Messgerät zum Dokumentieren von Fluglärm am Frankfurter Flughafen. - Foto: gik
Messgerät zum Dokumentieren von Fluglärm am Frankfurter Flughafen. – Foto: gik

Der „Tag gegen Lärm“ wurde von der Deutschen Gesellschaft für Akustik e.V. (DEGA) ins Leben gerufen, sie will damit über Ursachen, Wirkung und Bekämpfung von Lärm aufklären.
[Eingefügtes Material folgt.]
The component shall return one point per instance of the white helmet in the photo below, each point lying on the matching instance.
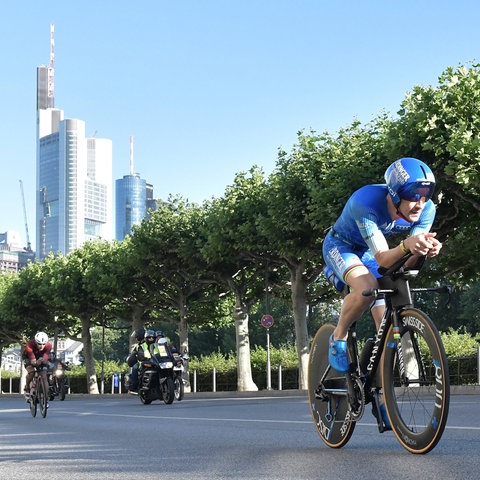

Lärm, wissen Forscher inzwischen, kann eine hohe Belästigung darstellen, ja, sogar die Gesundheit gefährden: Lärm verursacht Stress im Körper, und das hat auch ganz konkrete Auswirkungen auf die Zellen im Körper: Schon 2013 wies das Team um den Mainzer Chefkardiologen Professor Thomas Münzel nach, dass gerade nächtlicher Fluglärm das Stresshormon Adrenalin erhöht, die Schlafqualität vermindert und Gefäßschäden auslöst – sogar ein bestimmtes Enzym identifizierten die Forscher, das für die Gefäßschäden zuständig ist.

Die Erkenntnisse sorgten immerhin dafür, dass der Frankfurter Flughafen ein nachtflugverbot bekam, das allerdings nur zwischen 23.00 Uhr und 5.00 Uhr morgens gilt – die Folge: Ab kurz vi 5.00 Uhr dröhnen regelmäßig die ersten Flieger über die noch nachtschlafenen Häuser in Mainz und Umgebung – oder eben über den Anfluggebieten im Osten des Flughafens. Dann kam die Corona-Pandemie, und das Einbrechen des internationalen Flugbetriebs bescherte den Bewohnern in Rhein-Main überhaupt nicht mehr bekannte Ruhephasen und wunderschöne Gartenerlebnisse.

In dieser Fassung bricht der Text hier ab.